Посыльный скрылся в люке. О-Стелли коротко вздохнула:
— Этого следовало ожидать… Я не могу ослушаться О-Брайна. А то, о чем спросил ты, в двух словах не объяснишь. Извини меня, но…
— Я понимаю…
— Если бы ты действительно мог понять! Но я сама запуталась во всем. Я в полной растерянности, Артем. Мне так хотелось поговорить сегодня с тобой, я думала, ты придешь пораньше… Нет, ты не виноват, я знаю… Но когда я почувствовала, что мысли твои где-то далеко… Словом, все получилось так сумбурно! Я ничего не успела… не смогла объяснить тебе. А теперь вот…
— Прости меня, О-Стелли. Я в самом деле был немного не в себе сегодня: случайно пришлось стать свидетелем отвратительной сцены там, в поле. Ну и сама понимаешь…

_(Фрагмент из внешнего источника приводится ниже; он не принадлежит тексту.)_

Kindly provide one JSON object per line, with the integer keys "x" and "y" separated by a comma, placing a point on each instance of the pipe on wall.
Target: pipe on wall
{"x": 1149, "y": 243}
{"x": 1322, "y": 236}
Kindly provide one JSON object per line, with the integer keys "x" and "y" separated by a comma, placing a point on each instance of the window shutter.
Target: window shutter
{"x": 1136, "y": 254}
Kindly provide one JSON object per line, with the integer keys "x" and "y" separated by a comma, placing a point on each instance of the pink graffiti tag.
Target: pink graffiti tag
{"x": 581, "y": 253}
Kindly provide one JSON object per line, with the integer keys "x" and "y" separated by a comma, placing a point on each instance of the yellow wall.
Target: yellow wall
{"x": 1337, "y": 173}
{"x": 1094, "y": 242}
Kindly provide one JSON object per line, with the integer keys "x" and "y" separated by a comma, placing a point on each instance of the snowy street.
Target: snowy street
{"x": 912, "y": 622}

— Что же ты не сказал об этом сразу?
— Не знаю… Но мы еще вернемся к нашему разговору. И я надеюсь, что в следующий раз…
— Боюсь, это будет очень не скоро, — следующий раз. Я говорила тебе…
— Да, эти твои «сверхсрочные дела»…
— Не надо, Артем. Ты знаешь, что я не могла сказать тебе иначе. Как знаешь, догадываешься, по крайней мере, и что стоит за этим. Доброй ночи тебе, мой друг, и… передай от меня привет О-Регги.
— Спасибо. Только я едва ли увижу ее в ближайшие несколько дней.
Она быстро обернулась к нему, видимо, хотела сказать что-то еще. Но лишь махнула рукой и скрылась в люке.
16
Никогда еще, кажется, Артем не волновался так, как в этот день, перед первым занятием с детьми эрхорниотов. С чего бы это? Ведь было время, и совсем в недавнем прошлом, когда он читал лекции студентам университета, выступал на научных конференциях перед большими учеными. И там он тоже волновался. Но не так. Совсем не так!
Там все было обычным, шло по известному, давно определенному кругу, и нужно было только войти в этот круг, научиться тому, что другие уже умели, на худой конец, скопировать приемы своих учителей.
А здесь?.. Как построить занятие здесь? С чего начать? Как заинтересовать своих будущих учеником и том, о чем они понятия не имеют?
Все эти вопросы мучили Артема уже много дней. И ни на один из них он так и не смог найти ответа. Но отступать было поздно. Вопрос об открытии школы был решен, день первого занятия назначен. Осталось рассчитывать на то, что сами дети подскажут, как вести себя и столь не обычной обстановке.
И вот этот день наступил. В условленное время и большом шатре, специально оборудованном для этой цели, собралось десять мальчиков и двенадцать девочек. Совершенно разные и по возрасту и по характеру, они сидели сейчас, боясь пошевелиться, и не сводили глаз со странно одетого, удивительно светловолосого и светлоглазого человека, толком не зная, зачем их сюда собрали и что им предстоит делать.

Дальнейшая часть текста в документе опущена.